Part of what Rob expressed which aligns with things I observe as well is that many companies have difficulty showing the business value of sustainable efforts. In data centers with cost of power and cooling systems, improving PUE is a standard. Carbon footprint reporting is also gaining momentum. So the data center industry is different than the overall industry in that it is clearer when the efficiency pays off.
Examples are:
Google has been carbon neutral for 6 years.
Google has been carbon neutral for six years. This means that all of the work we do has a total carbon footprint of zero. This includes serving 100 billion search queries and 6 billion hours of YouTube videos a month, supporting 750 million Chrome users and delivering Google Maps in 194 countries. It also includes efforts such as developing self-driving cars and launching Wi-Fi-enabled balloons into the atmosphere.
Apple has one of the largest solar installations at its data center. And, Greenpeace has friended Facebook for its environmental efforts.

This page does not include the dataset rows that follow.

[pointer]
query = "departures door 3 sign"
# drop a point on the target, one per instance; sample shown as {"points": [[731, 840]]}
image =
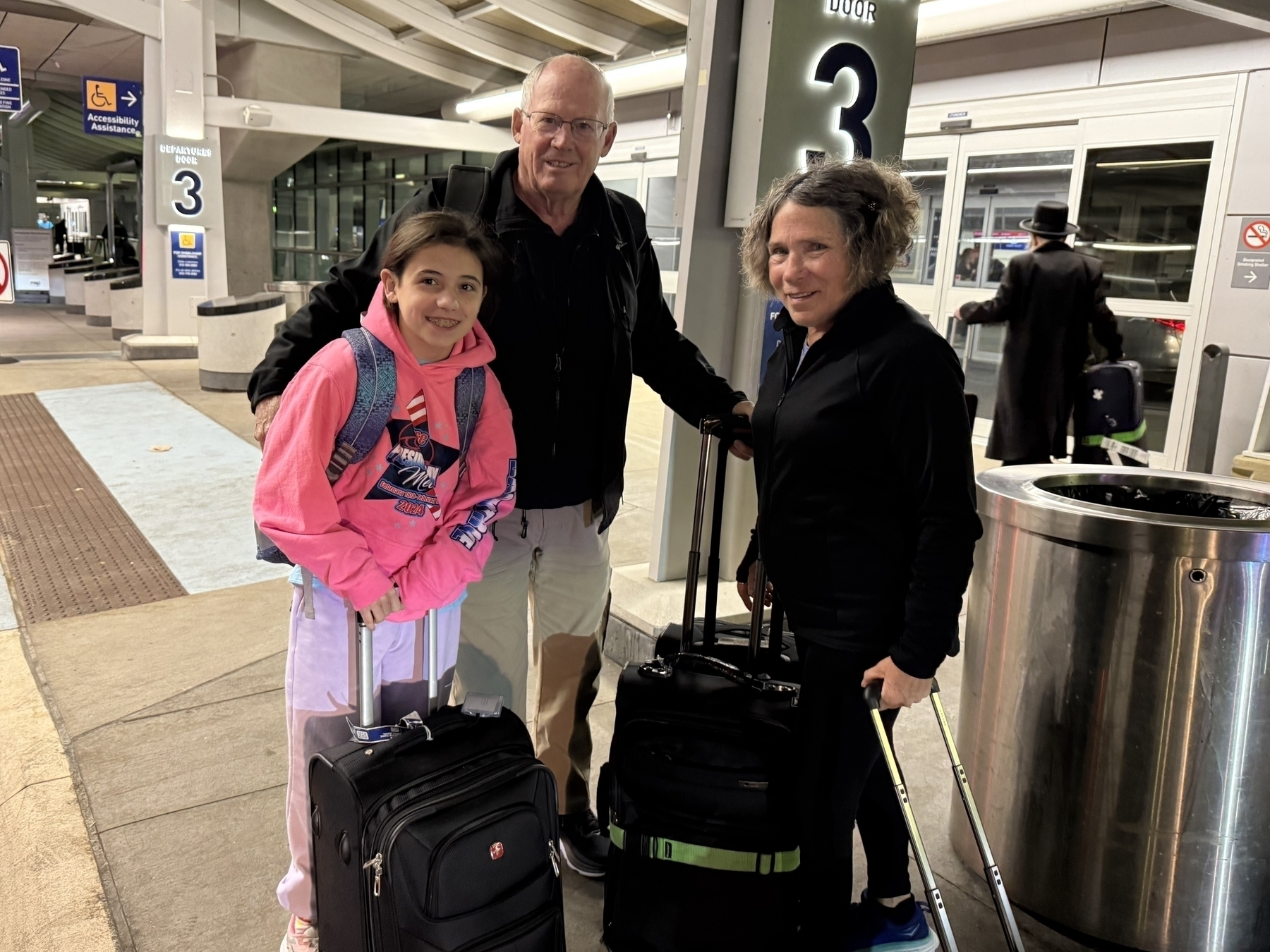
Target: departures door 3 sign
{"points": [[818, 79], [182, 179]]}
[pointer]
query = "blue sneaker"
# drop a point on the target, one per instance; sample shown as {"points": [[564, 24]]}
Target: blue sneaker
{"points": [[871, 931]]}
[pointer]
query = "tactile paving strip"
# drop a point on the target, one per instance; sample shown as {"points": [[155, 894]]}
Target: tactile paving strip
{"points": [[69, 546]]}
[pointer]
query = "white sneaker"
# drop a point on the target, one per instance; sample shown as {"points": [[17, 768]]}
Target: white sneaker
{"points": [[301, 936]]}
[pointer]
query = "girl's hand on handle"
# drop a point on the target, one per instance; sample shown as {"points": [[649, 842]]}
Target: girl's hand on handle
{"points": [[381, 609], [747, 587], [898, 690]]}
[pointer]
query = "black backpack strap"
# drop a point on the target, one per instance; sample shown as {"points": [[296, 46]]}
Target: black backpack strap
{"points": [[465, 188]]}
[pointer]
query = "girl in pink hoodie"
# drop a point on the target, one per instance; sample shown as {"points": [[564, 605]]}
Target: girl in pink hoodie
{"points": [[398, 533]]}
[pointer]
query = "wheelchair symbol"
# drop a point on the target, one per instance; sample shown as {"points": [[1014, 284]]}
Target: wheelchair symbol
{"points": [[102, 95]]}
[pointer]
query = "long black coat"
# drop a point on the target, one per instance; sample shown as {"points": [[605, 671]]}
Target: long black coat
{"points": [[1051, 298]]}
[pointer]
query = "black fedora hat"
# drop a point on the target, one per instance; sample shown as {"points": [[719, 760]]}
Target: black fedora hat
{"points": [[1049, 220]]}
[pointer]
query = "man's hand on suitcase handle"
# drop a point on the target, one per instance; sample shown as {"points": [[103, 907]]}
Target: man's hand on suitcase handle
{"points": [[898, 690], [381, 609], [746, 588]]}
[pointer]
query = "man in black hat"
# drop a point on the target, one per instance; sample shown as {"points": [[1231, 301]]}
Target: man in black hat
{"points": [[1051, 298]]}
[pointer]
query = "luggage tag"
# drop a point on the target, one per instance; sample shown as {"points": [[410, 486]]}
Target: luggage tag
{"points": [[377, 736], [483, 704]]}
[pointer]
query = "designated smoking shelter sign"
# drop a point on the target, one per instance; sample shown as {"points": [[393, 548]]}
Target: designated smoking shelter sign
{"points": [[112, 107]]}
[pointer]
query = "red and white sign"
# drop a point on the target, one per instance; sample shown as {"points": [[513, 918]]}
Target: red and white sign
{"points": [[1257, 235], [6, 296]]}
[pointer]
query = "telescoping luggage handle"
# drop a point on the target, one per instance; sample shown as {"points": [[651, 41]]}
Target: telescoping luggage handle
{"points": [[990, 866], [724, 429], [366, 731], [943, 927]]}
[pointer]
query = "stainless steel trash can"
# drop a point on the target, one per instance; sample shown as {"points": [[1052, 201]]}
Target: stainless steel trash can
{"points": [[1115, 704]]}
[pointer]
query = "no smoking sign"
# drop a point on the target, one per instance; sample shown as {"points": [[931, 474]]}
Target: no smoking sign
{"points": [[1257, 234], [1252, 255]]}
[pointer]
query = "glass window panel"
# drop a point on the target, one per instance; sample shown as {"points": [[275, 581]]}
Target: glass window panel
{"points": [[349, 163], [660, 201], [982, 362], [352, 219], [1000, 192], [328, 164], [305, 171], [1156, 344], [927, 176], [305, 231], [401, 193], [327, 219], [284, 219], [628, 187], [376, 207], [1141, 209]]}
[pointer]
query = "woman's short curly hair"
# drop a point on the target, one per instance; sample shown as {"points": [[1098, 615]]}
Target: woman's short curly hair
{"points": [[876, 209]]}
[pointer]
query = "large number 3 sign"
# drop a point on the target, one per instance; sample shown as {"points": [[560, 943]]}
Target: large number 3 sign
{"points": [[192, 202], [851, 118]]}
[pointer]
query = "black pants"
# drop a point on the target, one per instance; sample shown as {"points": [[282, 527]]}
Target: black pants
{"points": [[844, 783]]}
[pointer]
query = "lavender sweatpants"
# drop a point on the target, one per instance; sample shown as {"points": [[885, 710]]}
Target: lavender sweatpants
{"points": [[322, 692]]}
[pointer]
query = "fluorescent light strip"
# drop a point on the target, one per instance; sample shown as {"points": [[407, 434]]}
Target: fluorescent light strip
{"points": [[1019, 168], [1152, 163], [1118, 247]]}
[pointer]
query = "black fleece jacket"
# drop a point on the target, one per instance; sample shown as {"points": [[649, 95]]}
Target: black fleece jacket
{"points": [[866, 503], [591, 298]]}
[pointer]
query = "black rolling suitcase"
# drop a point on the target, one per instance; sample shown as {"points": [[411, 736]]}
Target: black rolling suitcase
{"points": [[700, 796], [1111, 403], [722, 640], [437, 834]]}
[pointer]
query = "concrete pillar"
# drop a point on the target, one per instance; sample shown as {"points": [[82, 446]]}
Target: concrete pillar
{"points": [[18, 187], [705, 306], [250, 159], [176, 84], [838, 85]]}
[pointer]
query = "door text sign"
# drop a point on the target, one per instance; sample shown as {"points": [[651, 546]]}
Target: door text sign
{"points": [[181, 179], [112, 107]]}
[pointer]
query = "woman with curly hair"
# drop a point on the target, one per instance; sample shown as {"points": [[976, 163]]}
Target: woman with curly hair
{"points": [[866, 520]]}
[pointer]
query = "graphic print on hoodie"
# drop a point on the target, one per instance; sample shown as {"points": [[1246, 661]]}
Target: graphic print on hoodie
{"points": [[414, 463]]}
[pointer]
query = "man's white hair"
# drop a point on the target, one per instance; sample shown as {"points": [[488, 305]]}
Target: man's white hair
{"points": [[601, 79]]}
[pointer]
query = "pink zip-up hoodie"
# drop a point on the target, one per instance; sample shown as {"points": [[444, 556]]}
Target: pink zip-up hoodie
{"points": [[413, 512]]}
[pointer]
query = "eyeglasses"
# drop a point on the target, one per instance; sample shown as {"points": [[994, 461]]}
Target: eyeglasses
{"points": [[583, 130]]}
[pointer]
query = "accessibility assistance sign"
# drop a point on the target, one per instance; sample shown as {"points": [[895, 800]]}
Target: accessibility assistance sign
{"points": [[112, 107], [11, 79], [187, 254]]}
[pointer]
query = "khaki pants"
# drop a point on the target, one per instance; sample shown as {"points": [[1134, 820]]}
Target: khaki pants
{"points": [[550, 564]]}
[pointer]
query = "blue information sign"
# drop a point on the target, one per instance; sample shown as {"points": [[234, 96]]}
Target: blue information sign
{"points": [[187, 254], [11, 79], [112, 107]]}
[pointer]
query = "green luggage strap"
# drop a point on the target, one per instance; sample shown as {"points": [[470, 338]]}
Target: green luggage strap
{"points": [[1127, 437], [708, 857]]}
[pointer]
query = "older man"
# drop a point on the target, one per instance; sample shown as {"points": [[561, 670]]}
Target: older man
{"points": [[581, 311]]}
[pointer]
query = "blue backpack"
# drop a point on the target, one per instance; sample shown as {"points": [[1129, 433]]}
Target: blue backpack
{"points": [[376, 393]]}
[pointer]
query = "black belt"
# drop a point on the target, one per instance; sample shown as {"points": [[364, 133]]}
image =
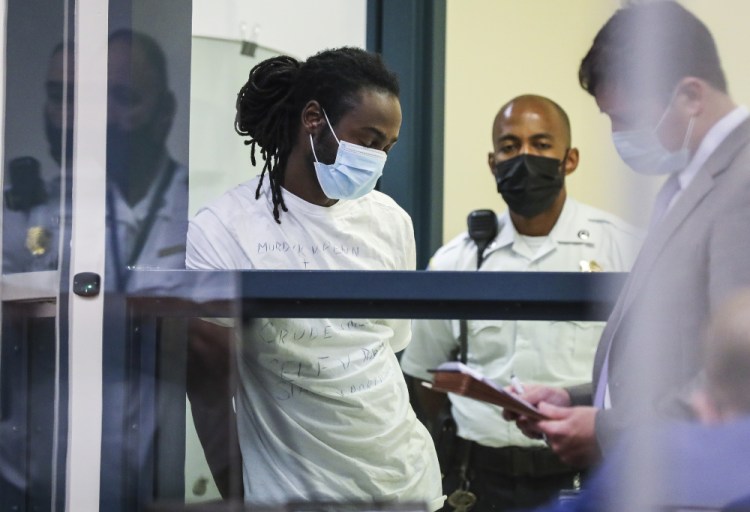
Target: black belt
{"points": [[516, 460]]}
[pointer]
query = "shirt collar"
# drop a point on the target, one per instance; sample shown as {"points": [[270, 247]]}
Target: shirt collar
{"points": [[565, 229], [710, 142]]}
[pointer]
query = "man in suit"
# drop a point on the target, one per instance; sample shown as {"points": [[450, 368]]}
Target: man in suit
{"points": [[693, 466], [654, 70]]}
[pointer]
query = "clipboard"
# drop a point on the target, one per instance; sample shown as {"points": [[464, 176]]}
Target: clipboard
{"points": [[456, 377]]}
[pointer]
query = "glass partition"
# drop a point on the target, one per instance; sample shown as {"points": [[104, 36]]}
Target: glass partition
{"points": [[218, 158], [36, 169]]}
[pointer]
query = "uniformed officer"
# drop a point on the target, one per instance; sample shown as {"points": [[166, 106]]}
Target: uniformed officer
{"points": [[543, 230]]}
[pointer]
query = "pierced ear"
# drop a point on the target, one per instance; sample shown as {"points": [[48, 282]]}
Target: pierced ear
{"points": [[312, 117], [572, 158]]}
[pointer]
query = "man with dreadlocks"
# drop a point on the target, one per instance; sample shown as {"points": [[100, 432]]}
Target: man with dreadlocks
{"points": [[323, 411]]}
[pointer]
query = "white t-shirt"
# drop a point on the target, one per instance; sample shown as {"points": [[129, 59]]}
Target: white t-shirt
{"points": [[551, 353], [323, 410]]}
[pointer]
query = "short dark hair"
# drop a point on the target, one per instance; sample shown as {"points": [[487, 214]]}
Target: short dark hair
{"points": [[270, 103], [151, 50], [652, 46]]}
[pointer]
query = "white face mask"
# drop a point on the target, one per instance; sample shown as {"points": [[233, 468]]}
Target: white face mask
{"points": [[355, 171], [645, 154]]}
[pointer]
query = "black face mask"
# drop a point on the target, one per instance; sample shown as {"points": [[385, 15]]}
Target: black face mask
{"points": [[529, 184]]}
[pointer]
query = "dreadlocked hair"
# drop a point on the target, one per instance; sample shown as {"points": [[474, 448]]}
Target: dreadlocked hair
{"points": [[270, 103], [261, 115]]}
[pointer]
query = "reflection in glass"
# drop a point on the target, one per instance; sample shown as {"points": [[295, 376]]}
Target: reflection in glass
{"points": [[147, 188], [38, 127]]}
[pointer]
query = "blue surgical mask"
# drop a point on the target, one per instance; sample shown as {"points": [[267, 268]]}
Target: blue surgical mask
{"points": [[645, 154], [355, 171]]}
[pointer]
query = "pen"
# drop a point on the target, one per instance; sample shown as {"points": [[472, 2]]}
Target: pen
{"points": [[516, 384]]}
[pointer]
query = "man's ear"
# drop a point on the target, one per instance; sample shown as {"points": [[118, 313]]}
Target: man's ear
{"points": [[164, 115], [313, 119], [571, 161], [691, 95], [704, 408], [491, 162]]}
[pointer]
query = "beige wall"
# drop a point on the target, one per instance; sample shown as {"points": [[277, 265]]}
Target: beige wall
{"points": [[498, 49]]}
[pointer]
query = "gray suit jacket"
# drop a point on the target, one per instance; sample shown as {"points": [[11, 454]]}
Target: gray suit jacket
{"points": [[689, 263]]}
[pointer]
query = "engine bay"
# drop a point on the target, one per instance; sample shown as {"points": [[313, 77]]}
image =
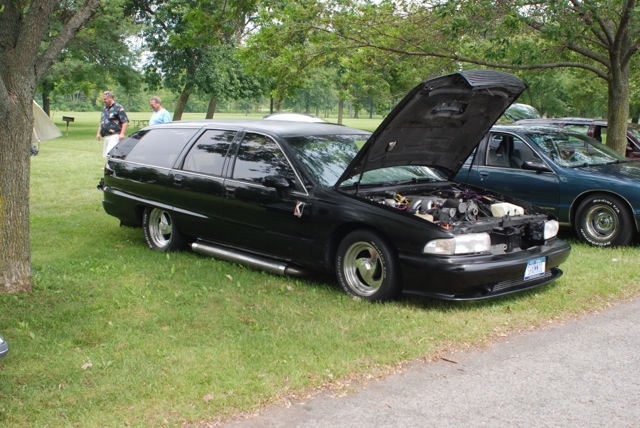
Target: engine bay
{"points": [[467, 211]]}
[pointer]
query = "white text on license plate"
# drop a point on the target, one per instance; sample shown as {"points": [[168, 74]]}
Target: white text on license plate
{"points": [[535, 268]]}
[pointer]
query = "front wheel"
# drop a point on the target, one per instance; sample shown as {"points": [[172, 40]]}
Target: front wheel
{"points": [[367, 267], [604, 220], [160, 230]]}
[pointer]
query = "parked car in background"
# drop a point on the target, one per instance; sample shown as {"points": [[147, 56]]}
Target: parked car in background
{"points": [[595, 128], [4, 348], [584, 183], [378, 210]]}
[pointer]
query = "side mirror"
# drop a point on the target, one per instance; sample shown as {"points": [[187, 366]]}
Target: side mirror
{"points": [[276, 181], [535, 165]]}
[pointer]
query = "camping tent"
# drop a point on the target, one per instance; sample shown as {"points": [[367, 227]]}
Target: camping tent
{"points": [[43, 126]]}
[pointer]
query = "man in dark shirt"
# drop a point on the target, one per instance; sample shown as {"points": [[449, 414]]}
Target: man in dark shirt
{"points": [[113, 123]]}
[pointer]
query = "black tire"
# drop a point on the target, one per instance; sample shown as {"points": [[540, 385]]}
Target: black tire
{"points": [[367, 267], [604, 220], [160, 230]]}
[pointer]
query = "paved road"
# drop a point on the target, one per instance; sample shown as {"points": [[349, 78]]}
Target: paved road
{"points": [[582, 373]]}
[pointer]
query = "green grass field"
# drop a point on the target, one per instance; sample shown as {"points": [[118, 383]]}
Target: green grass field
{"points": [[115, 334]]}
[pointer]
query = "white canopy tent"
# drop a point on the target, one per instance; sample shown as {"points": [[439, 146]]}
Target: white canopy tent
{"points": [[43, 126]]}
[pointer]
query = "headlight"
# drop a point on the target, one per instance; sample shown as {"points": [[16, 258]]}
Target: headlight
{"points": [[551, 229], [461, 244]]}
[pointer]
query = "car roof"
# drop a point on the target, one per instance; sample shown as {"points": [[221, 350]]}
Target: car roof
{"points": [[565, 120], [532, 127], [283, 128]]}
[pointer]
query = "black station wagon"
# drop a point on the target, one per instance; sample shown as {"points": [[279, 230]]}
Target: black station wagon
{"points": [[379, 210]]}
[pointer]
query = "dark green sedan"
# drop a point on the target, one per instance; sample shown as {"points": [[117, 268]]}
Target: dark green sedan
{"points": [[584, 183]]}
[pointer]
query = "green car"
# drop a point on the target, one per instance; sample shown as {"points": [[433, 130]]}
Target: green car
{"points": [[584, 183]]}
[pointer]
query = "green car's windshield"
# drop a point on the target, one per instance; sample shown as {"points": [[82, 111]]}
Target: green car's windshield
{"points": [[570, 149]]}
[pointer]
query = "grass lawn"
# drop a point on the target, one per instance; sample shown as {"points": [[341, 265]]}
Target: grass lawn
{"points": [[115, 334]]}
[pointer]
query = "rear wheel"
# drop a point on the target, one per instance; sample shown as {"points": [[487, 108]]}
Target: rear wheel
{"points": [[604, 220], [366, 267], [160, 230]]}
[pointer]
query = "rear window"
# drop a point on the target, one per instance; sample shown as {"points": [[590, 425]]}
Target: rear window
{"points": [[157, 147]]}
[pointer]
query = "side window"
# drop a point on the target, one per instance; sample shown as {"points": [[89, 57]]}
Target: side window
{"points": [[160, 147], [603, 135], [497, 153], [208, 153], [259, 157]]}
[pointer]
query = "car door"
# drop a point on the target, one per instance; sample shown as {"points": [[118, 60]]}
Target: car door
{"points": [[197, 185], [499, 166], [266, 207]]}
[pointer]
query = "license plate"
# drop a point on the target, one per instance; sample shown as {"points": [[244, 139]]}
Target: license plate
{"points": [[535, 268]]}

So how about this for a game changer. If users wanted more transparency from Cloud providers and required to know the power and carbon impact of a VM? It is not the standard now. This is easy for Google to say the carbon impact. It is zero. Currently no cloud provider makes this disclosure as they don’t want users to know how much power a VM uses. Why? Let’s say you are in AWS with a small VM. What would you think if your VM power use was 20 watts? 1/12 of a 240 watt server environment. Dual processor 6 core AMD with 1 VM per core. But, are some actually putting 2 VMs per core, and the power may be 10 watts per VM. You can see why no cloud provider wants to tell you how much power the VM uses.